Histopathological findings

Throughout the dermis, tumor cells, mainly squamoid cells surrounding horny pearls, were observed, and these tumor cells connected with the epidermis (Fig. 2). A biopsy of the tumor led to the diagnosis of SCC. Ten days after the first operation, a new nodular lesion of similar appearance developed close to the first lesion. This new lesion had a tubular structure composed of tumor cells, and was histologically similar to the first. Electron microscopy revealed that the tumor cells had large nuclei and poorly differentiated tonofibrils, and were attached by poorly developed desmosomes. After the second tumor resection, another lesion appeared in the same area. In view of the patient's age, neither a radical operation nor chemotherapy was performed. The tumor became so large that it occupied the whole right cheek by March 1996 (Fig. 3). We have not been able to find any bronchial, otorhinological, or gynecological tumor, despite repeated examinations using CT scanning and fiberscopy. Tumor markers such as BFP (biological fetoprotein), sialyl Lewisx-i antigen, NSE (neuron specific enolase), and AFP (alpha fetoprotein) were also negative.

Comments

In the present case, the problem was to identify where the SCC, which formed a skin lesion mimicking an epidermoid cyst, originated. One possibility is that it was derived from an internal malignancy: the breast, stomach and lung are known to be frequent primary sites [1]. However, we could not find any lesions in spite of repeated examinations of these sites. This meant also this skin cancer had not yet metastasized to the internal organs, despite its great size.

The next possibility was that it arose from the solar keratosis that had appeared 7 times previously. We are attracted to this possibility because these tumors arose in a site where solar keratosis had appeared repeatedly. However: (1) some immunological differences have been found between the cells of SCC and those of solar keratosis [2, 3]; and (2) the question remains whether it is possible for solar keratosis to develop into subcutaneous, cystic tumors of SCC accompanied by tumor cells scattered throughout the dermis. Certains factors, such as UVB radiation, are said to induce solar keratosis, which could then develop into SCC. Tsuji et al. [4] pointed out that solar keratosis has been found to have a biological tendency toward malignancy, although the mechanisms that modulate malignancy in solar keratosis remain unknown. It is said that SCC arising from solar keratosis generally does not metastasize [5]. These reports correspond well to our case in which: (1) the patient had been exposed to considerable amounts of sunlight for over two decades in farm works; and (2) no internal malignancies, either primary or secondary, were found.
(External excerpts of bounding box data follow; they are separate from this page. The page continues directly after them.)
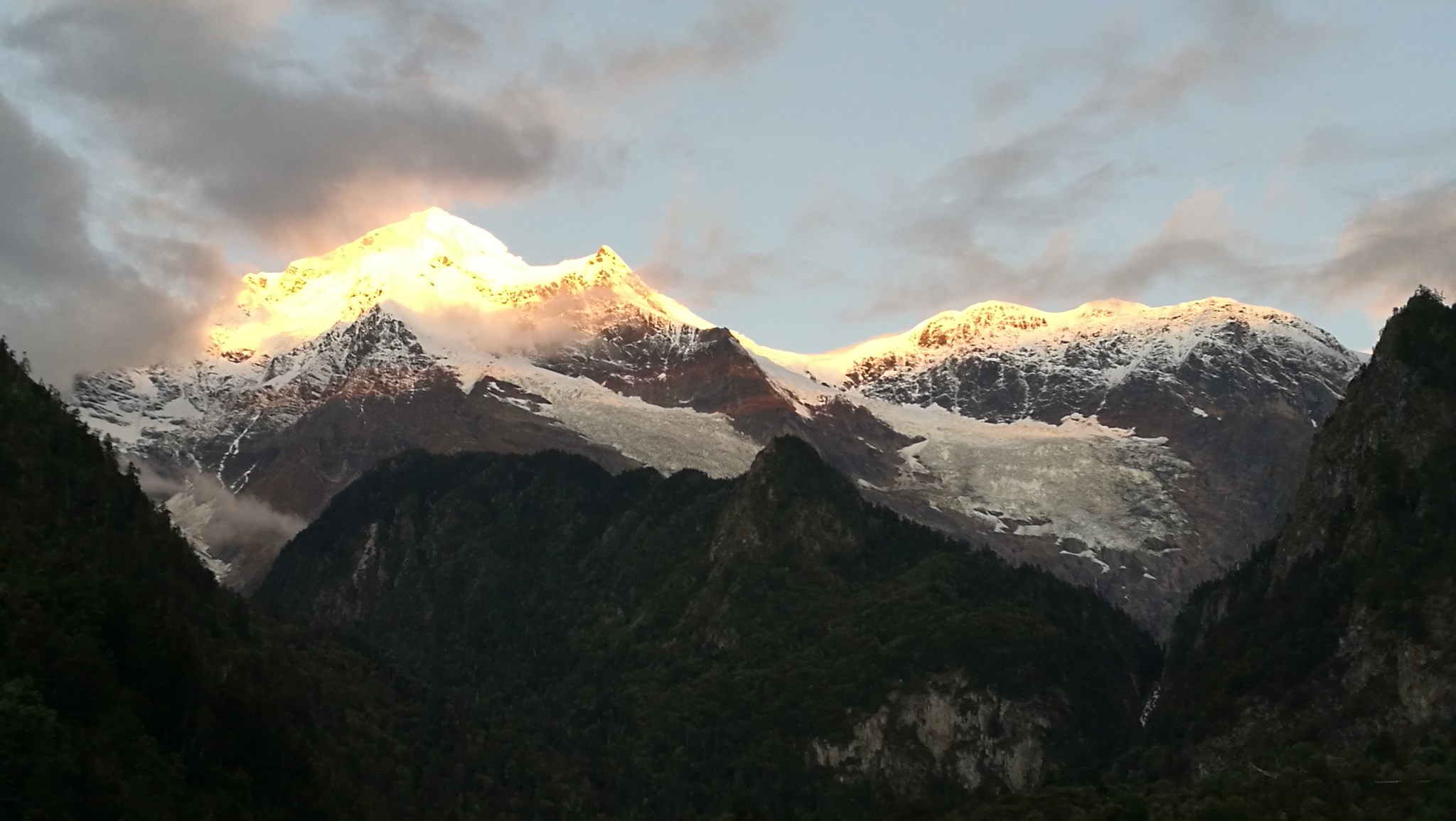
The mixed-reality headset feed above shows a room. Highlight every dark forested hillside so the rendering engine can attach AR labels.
[257,438,1156,818]
[0,336,530,821]
[1130,291,1456,771]
[14,285,1456,821]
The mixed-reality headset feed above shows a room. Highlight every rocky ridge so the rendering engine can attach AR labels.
[73,210,1359,629]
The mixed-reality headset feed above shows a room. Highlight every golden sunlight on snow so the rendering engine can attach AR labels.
[211,208,710,361]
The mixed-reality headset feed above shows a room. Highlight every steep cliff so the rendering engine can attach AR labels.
[1150,291,1456,771]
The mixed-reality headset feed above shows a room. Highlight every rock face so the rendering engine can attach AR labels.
[1149,293,1456,771]
[811,675,1049,795]
[73,210,1359,633]
[255,438,1157,812]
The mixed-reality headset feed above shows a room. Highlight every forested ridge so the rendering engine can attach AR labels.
[9,284,1456,821]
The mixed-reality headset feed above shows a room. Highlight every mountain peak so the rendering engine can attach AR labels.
[210,208,709,363]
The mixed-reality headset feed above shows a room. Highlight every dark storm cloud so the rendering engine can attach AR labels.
[0,95,220,387]
[7,0,559,241]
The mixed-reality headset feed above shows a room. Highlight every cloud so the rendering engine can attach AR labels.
[874,0,1329,318]
[137,464,307,591]
[562,0,792,92]
[0,95,221,387]
[0,0,786,385]
[7,0,560,246]
[1300,182,1456,322]
[855,186,1275,318]
[636,198,793,308]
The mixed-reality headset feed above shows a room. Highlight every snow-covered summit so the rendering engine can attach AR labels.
[750,297,1349,386]
[208,208,710,361]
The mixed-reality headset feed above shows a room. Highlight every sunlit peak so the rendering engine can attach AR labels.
[211,208,707,361]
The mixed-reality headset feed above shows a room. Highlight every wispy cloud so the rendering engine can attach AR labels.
[871,0,1329,310]
[1300,182,1456,321]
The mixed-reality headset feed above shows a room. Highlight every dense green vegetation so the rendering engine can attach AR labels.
[0,336,524,821]
[257,439,1157,818]
[9,286,1456,821]
[943,744,1456,821]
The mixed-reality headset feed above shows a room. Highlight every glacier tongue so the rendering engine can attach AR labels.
[73,210,1360,634]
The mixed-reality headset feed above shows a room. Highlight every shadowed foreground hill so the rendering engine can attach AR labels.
[256,438,1157,818]
[0,330,1156,820]
[0,342,530,821]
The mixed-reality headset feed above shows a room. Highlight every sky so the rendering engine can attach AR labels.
[0,0,1456,385]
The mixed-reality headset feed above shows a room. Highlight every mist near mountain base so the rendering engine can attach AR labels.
[137,464,307,589]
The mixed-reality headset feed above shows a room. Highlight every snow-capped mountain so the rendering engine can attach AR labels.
[73,208,1359,629]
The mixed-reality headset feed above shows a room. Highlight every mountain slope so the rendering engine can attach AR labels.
[1152,291,1456,771]
[0,342,500,821]
[255,438,1157,818]
[73,210,1359,632]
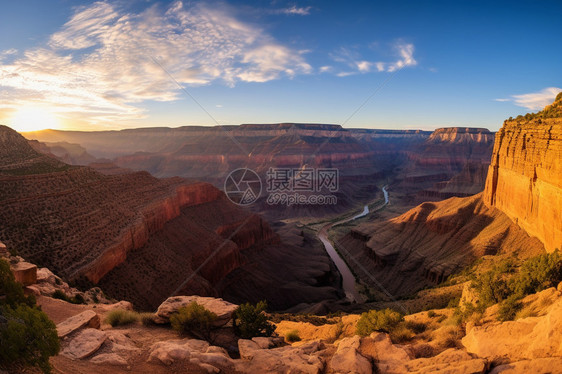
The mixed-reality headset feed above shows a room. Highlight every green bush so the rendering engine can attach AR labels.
[105,309,139,327]
[285,330,301,343]
[139,312,155,326]
[509,251,562,297]
[233,301,275,339]
[0,259,60,373]
[498,295,523,322]
[170,301,217,340]
[357,309,404,336]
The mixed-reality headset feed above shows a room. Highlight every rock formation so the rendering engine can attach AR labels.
[484,115,562,252]
[0,127,339,310]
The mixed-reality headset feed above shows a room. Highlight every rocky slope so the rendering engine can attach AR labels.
[0,127,339,309]
[339,106,562,295]
[402,127,494,201]
[337,194,543,296]
[484,115,562,251]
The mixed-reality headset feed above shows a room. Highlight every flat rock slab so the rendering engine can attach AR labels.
[10,261,37,286]
[90,353,128,366]
[62,329,107,360]
[57,310,100,338]
[154,296,238,326]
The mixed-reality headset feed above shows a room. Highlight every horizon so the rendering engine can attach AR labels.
[0,0,562,132]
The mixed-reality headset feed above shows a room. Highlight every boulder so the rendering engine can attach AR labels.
[148,339,234,373]
[0,242,10,258]
[62,329,107,359]
[37,268,60,285]
[405,348,488,374]
[90,353,128,366]
[490,357,562,374]
[10,261,37,286]
[330,335,373,374]
[154,296,238,326]
[57,310,100,338]
[94,300,134,313]
[234,339,325,374]
[462,298,562,361]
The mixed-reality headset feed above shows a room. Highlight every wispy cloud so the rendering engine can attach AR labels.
[494,87,562,110]
[331,41,417,77]
[0,1,312,123]
[273,5,312,16]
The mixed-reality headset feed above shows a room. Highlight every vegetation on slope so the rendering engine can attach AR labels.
[0,259,60,373]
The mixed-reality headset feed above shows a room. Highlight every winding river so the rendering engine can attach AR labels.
[317,186,389,302]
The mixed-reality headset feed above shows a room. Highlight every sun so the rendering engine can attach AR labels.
[11,106,60,132]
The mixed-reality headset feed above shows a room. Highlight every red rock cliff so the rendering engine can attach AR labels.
[484,118,562,252]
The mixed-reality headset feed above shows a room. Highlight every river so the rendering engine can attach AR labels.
[317,186,390,302]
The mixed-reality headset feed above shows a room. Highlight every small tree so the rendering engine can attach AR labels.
[170,301,217,341]
[233,301,275,339]
[0,259,60,373]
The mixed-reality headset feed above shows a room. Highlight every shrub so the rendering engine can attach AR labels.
[0,259,60,373]
[472,267,510,307]
[285,330,301,343]
[139,312,155,326]
[357,309,404,336]
[70,293,86,304]
[51,290,70,302]
[233,301,275,339]
[389,323,416,344]
[406,321,427,334]
[498,295,522,322]
[170,301,217,340]
[105,309,139,327]
[509,251,562,297]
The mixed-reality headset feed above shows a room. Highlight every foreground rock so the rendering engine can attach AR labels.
[10,261,37,286]
[62,329,107,359]
[154,296,238,326]
[90,353,127,366]
[235,339,326,374]
[462,298,562,361]
[490,357,562,374]
[330,335,373,374]
[57,310,100,338]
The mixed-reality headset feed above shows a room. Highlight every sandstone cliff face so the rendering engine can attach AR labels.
[484,118,562,252]
[339,194,543,295]
[400,127,494,202]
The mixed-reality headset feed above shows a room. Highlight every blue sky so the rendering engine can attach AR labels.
[0,0,562,130]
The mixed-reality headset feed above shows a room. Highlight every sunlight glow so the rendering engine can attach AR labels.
[10,106,60,132]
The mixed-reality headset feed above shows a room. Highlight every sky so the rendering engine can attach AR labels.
[0,0,562,131]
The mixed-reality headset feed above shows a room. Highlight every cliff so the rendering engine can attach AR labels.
[0,127,341,310]
[338,194,543,296]
[0,127,275,283]
[484,117,562,252]
[400,127,494,202]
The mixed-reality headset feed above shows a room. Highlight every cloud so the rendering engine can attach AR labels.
[331,41,417,77]
[0,1,312,123]
[494,87,562,110]
[274,5,312,16]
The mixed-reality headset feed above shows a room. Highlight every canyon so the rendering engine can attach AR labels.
[336,95,562,297]
[24,123,493,220]
[0,126,339,309]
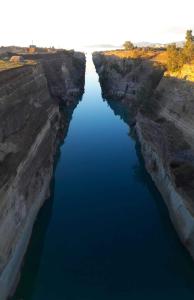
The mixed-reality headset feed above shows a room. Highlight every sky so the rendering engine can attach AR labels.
[0,0,194,48]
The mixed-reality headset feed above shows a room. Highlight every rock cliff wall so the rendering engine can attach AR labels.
[93,53,194,258]
[0,51,85,300]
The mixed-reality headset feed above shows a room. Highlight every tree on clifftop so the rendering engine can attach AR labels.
[183,30,194,62]
[123,41,134,50]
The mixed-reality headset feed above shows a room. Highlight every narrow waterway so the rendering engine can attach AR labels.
[13,56,194,300]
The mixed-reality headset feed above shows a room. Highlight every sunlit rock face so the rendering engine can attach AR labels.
[0,51,85,300]
[93,51,194,258]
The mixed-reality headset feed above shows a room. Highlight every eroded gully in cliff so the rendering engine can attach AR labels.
[13,56,194,300]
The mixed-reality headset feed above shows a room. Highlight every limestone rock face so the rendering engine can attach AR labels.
[0,52,85,300]
[93,52,194,258]
[10,55,24,63]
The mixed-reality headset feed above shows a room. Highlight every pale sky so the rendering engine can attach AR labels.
[0,0,194,48]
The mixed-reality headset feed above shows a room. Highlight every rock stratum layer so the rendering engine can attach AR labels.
[93,51,194,258]
[0,51,85,300]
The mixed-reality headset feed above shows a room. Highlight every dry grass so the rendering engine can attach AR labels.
[0,59,36,71]
[104,48,166,61]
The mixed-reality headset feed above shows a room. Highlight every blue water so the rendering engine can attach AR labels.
[14,56,194,300]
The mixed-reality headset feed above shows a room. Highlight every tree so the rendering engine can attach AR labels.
[183,30,194,63]
[167,44,179,72]
[123,41,134,50]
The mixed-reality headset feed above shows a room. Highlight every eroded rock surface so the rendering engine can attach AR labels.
[93,52,194,258]
[0,51,85,300]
To remove the solar keratosis, which had appeared repeatedly prior to the new nodular neoplasms, we selected a surgical procedure, since her family history and background suggested that the patient had a relatively high risk of cancer. However, on retrospection, the surgery was not adequate for preventing later formation of SCC. This case suggested that appropriate surgical excision and careful follow-up are required for solar keratosis.

REFERENCES

1. MacKie RM. Senile keratosis. In: Rook A, Wilkinson DS, Ebling FJG, Champion RH, eds. Texbook of Dermatology. 5th ed. Vol. 2. Oxford: Blackwell Scientific Publications, 1992: 1475, 1478-9.

2. Groves RW, Allen MH, Ross EL, et al. Expression of selectin ligands by cutaneous squamous cell carcinoma. Am J Pathol 1993; 143 (4): 1220-5.

3. Ikeuchi T, Urano Y, Fukuhara K, et al. Light-microscopic autoradiographical analysis of [125I] epidermal growth factor binding in basal cell epithelioma and squamous cell carcinoma of the skin. J Dermatol 1993; 20 (4): 219-25.

4. Tsuji T, Shrestha P, Yamada K, et al. Proliferating cell nuclear antigen in malignant and pre-malignant lesions of epithelial origin in the oral cavity and the skin: an immunohistochemical study. Pathol Anatom and Histopathol 1992; 420 (5): 377-83.

5. Lever WF, Lever GS. Senile keratosis. In: Histopathology of the skin. 7th ed. Philadelphia: J.B. Lippincott, 1990: 542-6.